MOSCOW (AP) - A passenger airliner careered off the runway at
Russia's third-busiest airport and partly onto a highway while landing
on Saturday, broke into pieces and caught fire, killing at least four
people.
Officials said there were eight people aboard the
Tu-204 belonging to Russian airline Red Wings that was flying back from
the Czech Republic without passengers to its home at Vnukovo Airport.
Emergency officials said in a televised news
conference that four people were killed and another four severely
injured when the plane rolled off the runway into a snowy field and
partly onto an adjacent highway, then disintegrated. No collisions with
vehicles on the major, multilane highway were reported.
The plane's cockpit area was sheared off from the fuselage and the tail section partly torn away.

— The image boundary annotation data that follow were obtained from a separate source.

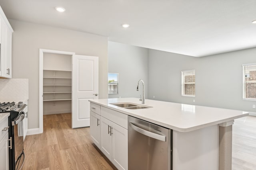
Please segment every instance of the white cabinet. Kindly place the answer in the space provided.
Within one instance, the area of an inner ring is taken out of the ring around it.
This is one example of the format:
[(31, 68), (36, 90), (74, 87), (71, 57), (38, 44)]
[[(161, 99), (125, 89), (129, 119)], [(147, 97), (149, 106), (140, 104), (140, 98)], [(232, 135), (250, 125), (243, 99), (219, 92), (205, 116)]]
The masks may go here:
[(90, 111), (90, 134), (95, 145), (100, 148), (100, 116)]
[(12, 35), (13, 30), (0, 8), (1, 53), (0, 76), (12, 78)]
[(25, 112), (25, 117), (22, 120), (22, 124), (23, 125), (23, 141), (25, 140), (25, 138), (28, 133), (28, 102), (26, 104), (27, 106), (24, 109), (24, 112)]
[(8, 117), (0, 123), (0, 170), (9, 169)]
[(100, 150), (118, 169), (128, 169), (127, 129), (102, 116), (100, 122)]
[(90, 111), (92, 141), (116, 168), (128, 170), (128, 115), (93, 103)]

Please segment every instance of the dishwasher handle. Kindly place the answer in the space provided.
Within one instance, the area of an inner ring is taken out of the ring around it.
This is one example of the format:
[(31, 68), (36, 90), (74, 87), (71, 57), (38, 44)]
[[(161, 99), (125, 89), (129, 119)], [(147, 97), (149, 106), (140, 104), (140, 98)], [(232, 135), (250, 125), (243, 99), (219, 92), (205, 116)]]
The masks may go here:
[(166, 141), (166, 136), (159, 135), (153, 132), (150, 132), (149, 131), (146, 131), (146, 130), (141, 129), (141, 128), (134, 125), (131, 122), (129, 123), (130, 125), (132, 128), (132, 129), (133, 129), (134, 130), (137, 131), (138, 133), (143, 134), (149, 137), (155, 139), (156, 139), (164, 141), (164, 142)]

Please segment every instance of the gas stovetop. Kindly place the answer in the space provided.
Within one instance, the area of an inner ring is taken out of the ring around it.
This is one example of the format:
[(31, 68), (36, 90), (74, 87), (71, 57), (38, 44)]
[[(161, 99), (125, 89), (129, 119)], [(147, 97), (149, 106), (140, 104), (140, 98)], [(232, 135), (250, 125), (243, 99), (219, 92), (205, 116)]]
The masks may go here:
[(26, 104), (23, 104), (23, 103), (21, 102), (16, 104), (14, 102), (0, 103), (0, 113), (10, 112), (11, 115), (11, 119), (14, 119), (23, 111), (26, 106)]

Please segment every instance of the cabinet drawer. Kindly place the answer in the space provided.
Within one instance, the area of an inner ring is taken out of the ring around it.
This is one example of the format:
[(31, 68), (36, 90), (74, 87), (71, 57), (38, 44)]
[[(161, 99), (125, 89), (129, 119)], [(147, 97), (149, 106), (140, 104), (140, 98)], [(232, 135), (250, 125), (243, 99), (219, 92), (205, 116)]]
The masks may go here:
[(100, 115), (100, 105), (91, 102), (90, 109), (91, 111)]
[(6, 117), (5, 119), (2, 121), (0, 124), (0, 141), (4, 137), (4, 135), (7, 133), (9, 131), (9, 129), (6, 131), (3, 131), (5, 128), (8, 127), (8, 117)]
[(104, 107), (101, 107), (101, 116), (127, 129), (128, 115)]

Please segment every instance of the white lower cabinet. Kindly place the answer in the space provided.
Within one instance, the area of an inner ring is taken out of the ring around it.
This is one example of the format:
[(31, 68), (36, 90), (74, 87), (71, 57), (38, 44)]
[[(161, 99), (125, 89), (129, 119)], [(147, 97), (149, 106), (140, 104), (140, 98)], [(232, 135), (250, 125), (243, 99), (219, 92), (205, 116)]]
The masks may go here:
[(2, 139), (0, 139), (0, 170), (9, 170), (8, 139), (7, 133)]
[(100, 148), (100, 116), (90, 111), (90, 134), (94, 143)]
[(93, 103), (90, 107), (92, 140), (117, 169), (128, 170), (128, 115)]
[(119, 170), (128, 169), (127, 129), (102, 116), (100, 150)]

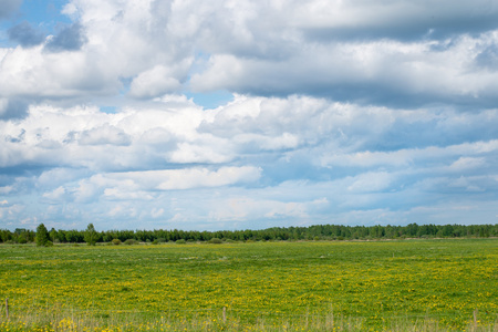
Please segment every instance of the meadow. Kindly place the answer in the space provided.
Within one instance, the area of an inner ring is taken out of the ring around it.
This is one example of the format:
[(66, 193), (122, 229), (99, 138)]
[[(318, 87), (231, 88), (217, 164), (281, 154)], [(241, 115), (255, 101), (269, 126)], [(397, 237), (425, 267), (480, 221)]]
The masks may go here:
[(498, 331), (497, 239), (1, 245), (0, 262), (1, 331)]

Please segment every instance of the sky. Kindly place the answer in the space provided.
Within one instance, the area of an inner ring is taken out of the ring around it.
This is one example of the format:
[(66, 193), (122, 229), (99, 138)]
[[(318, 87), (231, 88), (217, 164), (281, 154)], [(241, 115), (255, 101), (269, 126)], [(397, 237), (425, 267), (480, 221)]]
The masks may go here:
[(0, 0), (0, 229), (498, 222), (496, 0)]

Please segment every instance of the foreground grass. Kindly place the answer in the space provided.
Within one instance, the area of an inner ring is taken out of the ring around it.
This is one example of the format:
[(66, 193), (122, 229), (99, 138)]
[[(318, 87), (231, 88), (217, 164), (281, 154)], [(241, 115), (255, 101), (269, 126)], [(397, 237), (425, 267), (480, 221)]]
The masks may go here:
[(0, 260), (2, 330), (498, 331), (496, 239), (0, 246)]

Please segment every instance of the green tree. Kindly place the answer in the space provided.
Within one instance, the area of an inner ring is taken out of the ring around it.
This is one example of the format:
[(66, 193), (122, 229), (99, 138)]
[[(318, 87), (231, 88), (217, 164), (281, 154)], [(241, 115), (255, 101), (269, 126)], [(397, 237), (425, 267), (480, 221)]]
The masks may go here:
[(89, 224), (86, 227), (84, 239), (89, 246), (95, 246), (95, 242), (98, 239), (98, 234), (96, 232), (95, 227), (93, 227), (93, 224)]
[(46, 242), (49, 242), (49, 231), (46, 230), (46, 227), (43, 224), (40, 224), (37, 227), (37, 246), (44, 247)]

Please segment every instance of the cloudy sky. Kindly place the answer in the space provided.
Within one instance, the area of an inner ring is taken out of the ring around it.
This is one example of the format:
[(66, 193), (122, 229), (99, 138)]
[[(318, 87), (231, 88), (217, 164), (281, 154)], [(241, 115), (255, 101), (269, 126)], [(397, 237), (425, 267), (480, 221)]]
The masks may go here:
[(0, 0), (0, 228), (498, 222), (496, 0)]

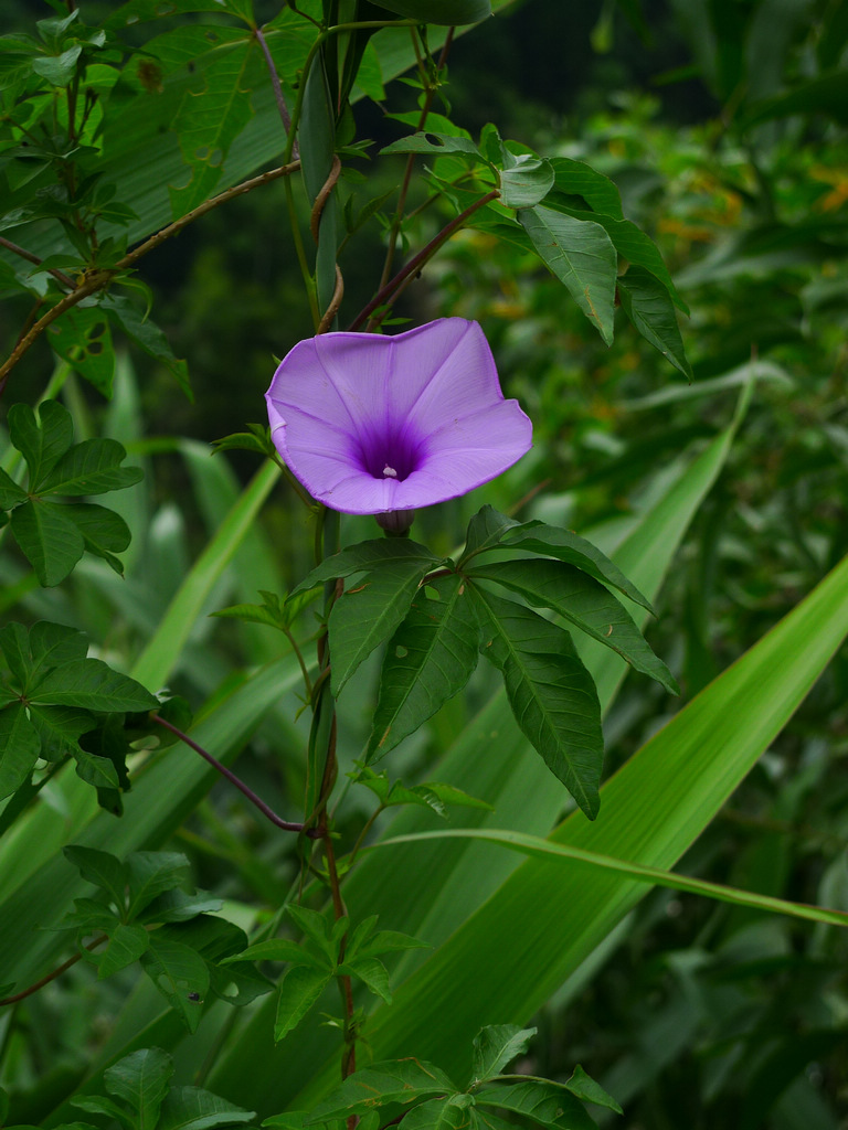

The crash occurred amid snow and winds gusting up
to 15 meters a second (30 mph), but other details were not immediately
known. A spokesman for Russia's top investigative agency, Vladimir
Markin, said initial indications were that pilot error was the cause.
The state news agency RIA Novosti cited an
unidentified official at the Russian Aviation Agency as saying another
Red Wings Tu-204 had gone off the runway at the international airport in
Novosibirsk in Siberia on Dec. 20. The agency said that incident, in
which no one was injured, was due to the failure of the plane's engines
to go into reverse upon landing and that its brake system malfunctioned.
On Friday, the Aviation Agency sent a directive to
the Tupolev company's president calling for it to take urgent preventive
measures.
The plane that crashed Saturday took off from
Pardubice airport in the Czech Republic. Jan Anderlik, the director of
the company that operates the airport, told Czech public television that
the plane underwent a regular technical check before takeoff and no
problems were discovered.
Prior to Saturday's crash, there had been no fatal
accidents reported for Tu-204s, which entered commercial service in
1995. The plane is a twin-engine midrange jet with a capacity of about
210 passengers.
The Red Wings airline is one of the holdings of
Russian billionaire Alexander Lebedev, who also owns the British
newspapers The Independent and the Evening Standard.
Vnukovo, on the southern outskirts of Moscow, is one of the Russian capital's three international airports.